Bible study groups often end with prayer requests, and that can be good. But if every prayer time begins and ends with needs, the group may miss the wider shape of Christian prayer. The ACTS prayer method helps a group slow down and pray through a balanced pattern.

What ACTS means for a group

  • Adoration: name who God is from the passage you studied.
  • Confession: quietly acknowledge where the passage corrects, humbles or redirects the group.
  • Thanksgiving: remember signs of grace, provision and answered prayer.
  • Supplication: bring requests for people, families, ministry work and the week ahead.

The order matters because it turns prayer toward God before it turns toward problems. It also gives quieter members a simple path into prayer.

A 15-minute ACTS prayer plan

  1. 2 minutes: read one verse from the Bible study passage again.
  2. 3 minutes: adoration — invite short sentence prayers about God’s character.
  3. 2 minutes: confession — leave space for silent prayer or one gentle leader prayer.
  4. 3 minutes: thanksgiving — name what the group can remember with gratitude.
  5. 5 minutes: supplication — pray for requests with care and privacy.
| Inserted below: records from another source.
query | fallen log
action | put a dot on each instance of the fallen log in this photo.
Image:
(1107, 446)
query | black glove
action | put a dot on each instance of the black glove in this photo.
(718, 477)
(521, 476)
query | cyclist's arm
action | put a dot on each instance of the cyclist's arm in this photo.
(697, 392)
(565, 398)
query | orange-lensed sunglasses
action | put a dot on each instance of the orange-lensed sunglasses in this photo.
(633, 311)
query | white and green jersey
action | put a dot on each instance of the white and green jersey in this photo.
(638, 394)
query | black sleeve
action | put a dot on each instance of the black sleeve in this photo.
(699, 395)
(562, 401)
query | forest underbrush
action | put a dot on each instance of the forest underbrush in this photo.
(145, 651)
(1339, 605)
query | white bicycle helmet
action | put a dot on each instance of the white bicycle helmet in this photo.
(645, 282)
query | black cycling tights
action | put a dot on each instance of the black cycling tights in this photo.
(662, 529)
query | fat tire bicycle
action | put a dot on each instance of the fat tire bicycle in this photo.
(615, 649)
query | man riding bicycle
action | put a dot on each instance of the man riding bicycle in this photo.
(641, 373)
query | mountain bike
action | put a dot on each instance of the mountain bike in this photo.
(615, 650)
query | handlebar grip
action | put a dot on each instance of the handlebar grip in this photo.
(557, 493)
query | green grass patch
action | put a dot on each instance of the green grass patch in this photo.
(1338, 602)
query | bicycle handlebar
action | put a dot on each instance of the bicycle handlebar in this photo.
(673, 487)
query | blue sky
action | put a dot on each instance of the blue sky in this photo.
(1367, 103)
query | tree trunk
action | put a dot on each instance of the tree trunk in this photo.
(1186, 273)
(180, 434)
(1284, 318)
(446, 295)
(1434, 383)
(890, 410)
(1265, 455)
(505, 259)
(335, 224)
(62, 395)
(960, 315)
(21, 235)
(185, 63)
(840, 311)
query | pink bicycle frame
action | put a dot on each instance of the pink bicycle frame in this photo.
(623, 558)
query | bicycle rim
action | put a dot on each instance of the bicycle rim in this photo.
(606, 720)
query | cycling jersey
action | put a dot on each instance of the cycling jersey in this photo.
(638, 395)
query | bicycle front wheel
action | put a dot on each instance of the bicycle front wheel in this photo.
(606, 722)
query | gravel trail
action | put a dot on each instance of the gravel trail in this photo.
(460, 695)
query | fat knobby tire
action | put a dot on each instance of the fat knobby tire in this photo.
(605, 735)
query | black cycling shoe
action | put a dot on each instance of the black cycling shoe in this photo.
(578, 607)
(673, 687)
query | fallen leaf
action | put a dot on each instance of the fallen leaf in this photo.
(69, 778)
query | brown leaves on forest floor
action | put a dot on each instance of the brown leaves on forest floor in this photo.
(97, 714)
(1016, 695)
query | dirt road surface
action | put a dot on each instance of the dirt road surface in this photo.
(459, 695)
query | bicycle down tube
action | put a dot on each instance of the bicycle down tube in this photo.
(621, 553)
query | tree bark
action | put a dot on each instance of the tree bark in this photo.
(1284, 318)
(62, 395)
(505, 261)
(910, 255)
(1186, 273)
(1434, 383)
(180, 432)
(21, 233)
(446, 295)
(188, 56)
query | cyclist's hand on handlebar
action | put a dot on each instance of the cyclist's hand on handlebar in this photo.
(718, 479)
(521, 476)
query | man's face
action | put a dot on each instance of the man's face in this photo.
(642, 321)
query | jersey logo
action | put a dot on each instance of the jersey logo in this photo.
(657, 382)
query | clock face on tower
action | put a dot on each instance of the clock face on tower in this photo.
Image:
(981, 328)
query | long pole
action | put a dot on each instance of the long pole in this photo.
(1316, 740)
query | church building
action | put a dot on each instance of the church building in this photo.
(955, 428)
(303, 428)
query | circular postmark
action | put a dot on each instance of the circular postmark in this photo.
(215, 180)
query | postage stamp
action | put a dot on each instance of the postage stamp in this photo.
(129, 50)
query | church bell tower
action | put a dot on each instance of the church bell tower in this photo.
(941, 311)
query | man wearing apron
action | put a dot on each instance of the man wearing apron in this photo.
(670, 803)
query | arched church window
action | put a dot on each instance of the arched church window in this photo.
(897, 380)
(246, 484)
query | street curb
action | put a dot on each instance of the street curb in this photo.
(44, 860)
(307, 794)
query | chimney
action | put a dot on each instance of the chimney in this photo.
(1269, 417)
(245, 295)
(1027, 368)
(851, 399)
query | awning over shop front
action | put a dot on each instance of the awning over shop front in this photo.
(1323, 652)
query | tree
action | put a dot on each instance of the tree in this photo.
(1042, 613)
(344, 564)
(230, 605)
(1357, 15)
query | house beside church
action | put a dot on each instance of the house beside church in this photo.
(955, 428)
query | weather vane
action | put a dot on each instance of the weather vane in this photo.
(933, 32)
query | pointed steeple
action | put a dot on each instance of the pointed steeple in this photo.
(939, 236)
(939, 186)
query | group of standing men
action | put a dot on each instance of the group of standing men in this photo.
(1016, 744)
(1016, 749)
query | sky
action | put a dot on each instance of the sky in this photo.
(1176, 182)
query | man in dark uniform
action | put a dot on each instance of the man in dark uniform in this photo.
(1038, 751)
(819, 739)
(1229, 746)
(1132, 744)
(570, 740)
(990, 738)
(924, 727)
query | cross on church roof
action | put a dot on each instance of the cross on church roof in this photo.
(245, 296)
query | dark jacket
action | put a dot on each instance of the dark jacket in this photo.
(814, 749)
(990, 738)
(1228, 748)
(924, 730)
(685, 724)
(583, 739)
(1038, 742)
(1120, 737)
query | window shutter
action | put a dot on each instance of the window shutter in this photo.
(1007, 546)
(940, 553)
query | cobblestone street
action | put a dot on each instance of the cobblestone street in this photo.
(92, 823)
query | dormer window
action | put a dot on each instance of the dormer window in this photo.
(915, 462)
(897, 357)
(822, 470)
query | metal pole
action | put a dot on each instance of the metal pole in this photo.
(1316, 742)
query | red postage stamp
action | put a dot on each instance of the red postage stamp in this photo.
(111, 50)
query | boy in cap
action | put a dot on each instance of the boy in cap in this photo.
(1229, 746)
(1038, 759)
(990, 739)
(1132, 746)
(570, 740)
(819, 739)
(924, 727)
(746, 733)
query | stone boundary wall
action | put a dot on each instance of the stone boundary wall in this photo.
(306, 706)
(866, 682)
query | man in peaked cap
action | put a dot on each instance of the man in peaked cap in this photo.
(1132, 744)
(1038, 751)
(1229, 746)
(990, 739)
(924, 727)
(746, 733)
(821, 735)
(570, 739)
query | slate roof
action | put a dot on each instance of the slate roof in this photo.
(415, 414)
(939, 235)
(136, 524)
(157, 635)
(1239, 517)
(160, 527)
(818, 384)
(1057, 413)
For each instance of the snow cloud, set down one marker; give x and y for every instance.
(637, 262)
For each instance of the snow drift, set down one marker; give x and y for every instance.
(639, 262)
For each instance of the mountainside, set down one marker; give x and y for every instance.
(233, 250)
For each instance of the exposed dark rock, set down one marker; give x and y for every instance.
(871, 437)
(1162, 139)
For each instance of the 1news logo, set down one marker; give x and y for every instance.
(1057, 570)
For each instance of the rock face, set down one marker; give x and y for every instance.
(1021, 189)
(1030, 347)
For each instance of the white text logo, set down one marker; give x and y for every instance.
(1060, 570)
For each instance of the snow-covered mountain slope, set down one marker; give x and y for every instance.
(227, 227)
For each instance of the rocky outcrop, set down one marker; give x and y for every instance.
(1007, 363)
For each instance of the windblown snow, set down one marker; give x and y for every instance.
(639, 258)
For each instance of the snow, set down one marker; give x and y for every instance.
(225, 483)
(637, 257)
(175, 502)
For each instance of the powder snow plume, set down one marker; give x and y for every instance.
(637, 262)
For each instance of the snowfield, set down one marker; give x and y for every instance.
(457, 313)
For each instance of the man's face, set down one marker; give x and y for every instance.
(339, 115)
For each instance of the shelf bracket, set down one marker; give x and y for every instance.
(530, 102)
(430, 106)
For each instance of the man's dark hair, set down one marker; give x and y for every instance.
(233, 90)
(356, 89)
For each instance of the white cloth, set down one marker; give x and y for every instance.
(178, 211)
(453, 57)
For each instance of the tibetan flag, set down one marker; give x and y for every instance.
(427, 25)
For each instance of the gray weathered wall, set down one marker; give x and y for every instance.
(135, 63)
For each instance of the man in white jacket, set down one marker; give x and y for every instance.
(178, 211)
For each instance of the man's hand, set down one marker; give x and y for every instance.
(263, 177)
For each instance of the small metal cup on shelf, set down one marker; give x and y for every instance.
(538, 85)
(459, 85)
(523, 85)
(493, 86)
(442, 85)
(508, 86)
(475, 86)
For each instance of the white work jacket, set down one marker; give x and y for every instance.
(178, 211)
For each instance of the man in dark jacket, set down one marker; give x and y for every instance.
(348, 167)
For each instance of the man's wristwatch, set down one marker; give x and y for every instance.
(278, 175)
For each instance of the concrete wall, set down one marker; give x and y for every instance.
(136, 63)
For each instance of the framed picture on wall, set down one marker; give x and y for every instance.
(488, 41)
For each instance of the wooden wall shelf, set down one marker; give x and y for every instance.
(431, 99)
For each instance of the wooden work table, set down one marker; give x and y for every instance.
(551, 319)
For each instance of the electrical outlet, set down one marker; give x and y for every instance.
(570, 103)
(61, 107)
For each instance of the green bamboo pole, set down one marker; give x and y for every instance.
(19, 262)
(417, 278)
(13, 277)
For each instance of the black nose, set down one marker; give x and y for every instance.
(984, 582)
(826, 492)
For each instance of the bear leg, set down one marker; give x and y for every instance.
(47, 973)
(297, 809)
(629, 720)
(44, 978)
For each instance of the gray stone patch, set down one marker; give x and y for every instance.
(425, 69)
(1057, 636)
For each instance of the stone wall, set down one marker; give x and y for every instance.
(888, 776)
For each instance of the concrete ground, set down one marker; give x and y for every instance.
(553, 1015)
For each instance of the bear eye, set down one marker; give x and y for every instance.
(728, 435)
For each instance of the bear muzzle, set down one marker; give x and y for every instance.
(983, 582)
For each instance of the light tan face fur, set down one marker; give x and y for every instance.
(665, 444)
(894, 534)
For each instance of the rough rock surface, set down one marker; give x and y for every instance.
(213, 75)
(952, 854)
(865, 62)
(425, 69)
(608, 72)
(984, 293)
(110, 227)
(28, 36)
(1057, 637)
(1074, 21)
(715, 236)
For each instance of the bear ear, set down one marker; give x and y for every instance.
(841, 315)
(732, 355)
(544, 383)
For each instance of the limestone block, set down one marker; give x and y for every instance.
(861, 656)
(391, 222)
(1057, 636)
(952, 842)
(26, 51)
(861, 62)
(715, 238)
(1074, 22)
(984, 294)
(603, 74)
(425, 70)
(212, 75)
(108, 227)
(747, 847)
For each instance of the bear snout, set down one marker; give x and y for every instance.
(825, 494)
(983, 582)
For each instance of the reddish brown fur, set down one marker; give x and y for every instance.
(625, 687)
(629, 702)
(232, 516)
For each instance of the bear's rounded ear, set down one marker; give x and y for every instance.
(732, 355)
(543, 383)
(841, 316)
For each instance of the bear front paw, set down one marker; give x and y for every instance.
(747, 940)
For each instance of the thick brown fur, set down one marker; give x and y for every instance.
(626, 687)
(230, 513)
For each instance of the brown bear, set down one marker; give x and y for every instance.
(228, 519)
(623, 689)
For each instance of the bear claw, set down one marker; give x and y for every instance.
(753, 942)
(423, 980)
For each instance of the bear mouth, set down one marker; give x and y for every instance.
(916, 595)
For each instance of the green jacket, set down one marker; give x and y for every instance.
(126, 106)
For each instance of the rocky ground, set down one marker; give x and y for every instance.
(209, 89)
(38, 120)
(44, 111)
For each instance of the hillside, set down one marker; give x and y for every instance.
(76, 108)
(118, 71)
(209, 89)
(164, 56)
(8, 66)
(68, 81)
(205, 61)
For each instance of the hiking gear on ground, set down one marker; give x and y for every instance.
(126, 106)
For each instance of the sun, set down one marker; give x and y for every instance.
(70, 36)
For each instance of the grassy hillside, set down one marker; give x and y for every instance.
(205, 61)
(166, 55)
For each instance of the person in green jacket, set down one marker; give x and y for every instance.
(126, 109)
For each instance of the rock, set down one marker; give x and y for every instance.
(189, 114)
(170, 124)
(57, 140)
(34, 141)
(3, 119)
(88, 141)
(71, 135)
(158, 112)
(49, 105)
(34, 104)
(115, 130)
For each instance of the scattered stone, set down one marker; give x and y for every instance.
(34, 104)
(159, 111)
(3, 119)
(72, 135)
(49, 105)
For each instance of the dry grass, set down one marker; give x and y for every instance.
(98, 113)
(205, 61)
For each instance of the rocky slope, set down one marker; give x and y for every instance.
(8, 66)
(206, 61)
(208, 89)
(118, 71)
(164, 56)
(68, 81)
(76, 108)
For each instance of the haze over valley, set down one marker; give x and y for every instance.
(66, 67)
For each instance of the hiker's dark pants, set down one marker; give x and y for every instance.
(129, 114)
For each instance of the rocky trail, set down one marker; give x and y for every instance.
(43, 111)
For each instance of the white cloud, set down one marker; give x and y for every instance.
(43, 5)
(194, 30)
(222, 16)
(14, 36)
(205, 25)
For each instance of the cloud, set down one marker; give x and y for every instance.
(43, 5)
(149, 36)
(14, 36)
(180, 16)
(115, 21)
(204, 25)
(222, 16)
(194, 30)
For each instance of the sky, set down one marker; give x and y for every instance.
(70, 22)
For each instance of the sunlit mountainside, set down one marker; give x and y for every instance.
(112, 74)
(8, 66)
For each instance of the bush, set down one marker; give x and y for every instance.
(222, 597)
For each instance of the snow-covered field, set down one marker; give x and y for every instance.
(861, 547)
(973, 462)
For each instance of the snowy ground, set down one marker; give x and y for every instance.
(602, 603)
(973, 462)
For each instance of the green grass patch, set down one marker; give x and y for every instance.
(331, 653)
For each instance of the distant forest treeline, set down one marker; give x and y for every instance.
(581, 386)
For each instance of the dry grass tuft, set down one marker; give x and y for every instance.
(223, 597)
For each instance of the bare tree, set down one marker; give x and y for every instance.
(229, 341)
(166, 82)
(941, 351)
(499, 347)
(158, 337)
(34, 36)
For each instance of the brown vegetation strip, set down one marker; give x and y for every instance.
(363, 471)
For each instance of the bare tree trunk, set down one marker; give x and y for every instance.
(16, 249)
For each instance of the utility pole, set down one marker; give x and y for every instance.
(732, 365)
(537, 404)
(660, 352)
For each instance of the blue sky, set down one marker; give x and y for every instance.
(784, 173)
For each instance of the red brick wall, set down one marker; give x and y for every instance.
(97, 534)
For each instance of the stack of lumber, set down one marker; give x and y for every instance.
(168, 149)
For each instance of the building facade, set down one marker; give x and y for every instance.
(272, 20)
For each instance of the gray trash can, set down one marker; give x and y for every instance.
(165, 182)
This is enough for many small groups, especially on weeknights when people are tired. A consistent short rhythm is better than a complicated plan that the group cannot keep.

Use the study passage as the starting point

Before asking for requests, ask one question: “What does this passage show us about God?” That answer becomes the adoration step. If the passage points to God’s mercy, begin there. If it points to God’s faithfulness, begin there. This keeps prayer connected to Scripture rather than separate from the study.

Keep confession gentle and safe

In a group setting, confession should not become pressure to share private details. A leader can simply say, “Lord, show us where we need your correction and grace.” People can pray silently. This protects trust while still allowing Scripture to shape the heart.

Make gratitude specific

Thanksgiving becomes stronger when it is concrete. The group might thank God for a conversation, a small provision, endurance during a hard week, or clarity from Scripture. These notes can also be written in a shared prayer journal so the group can remember them later.

Handle requests with dignity

When the group reaches supplication, write only what needs to be remembered. Avoid unnecessary medical, financial or family details. If a request is sensitive, record a broad prayer focus such as “peace,” “wisdom” or “healing” rather than a full explanation.

ACTS prayer prompts for a Bible study group

Adoration: What does today’s passage show us about God?

Confession: Where do we need God’s mercy, correction or help?

Thanksgiving: What grace from this week should we remember?

Supplication: Who or what are we carrying together in prayer?

ACTS prayer for Bible study FAQ

Can ACTS prayer work in a small group?

Yes. ACTS prayer works well in a small group because it gives everyone a clear order for prayer without requiring long or polished words.

How long should group ACTS prayer take?

A Bible study group can use ACTS prayer in 10 to 15 minutes. The goal is a steady rhythm, not a long meeting.

Should prayer requests be written down?

Writing requests can help with follow-through, but groups should keep notes brief, respectful and private.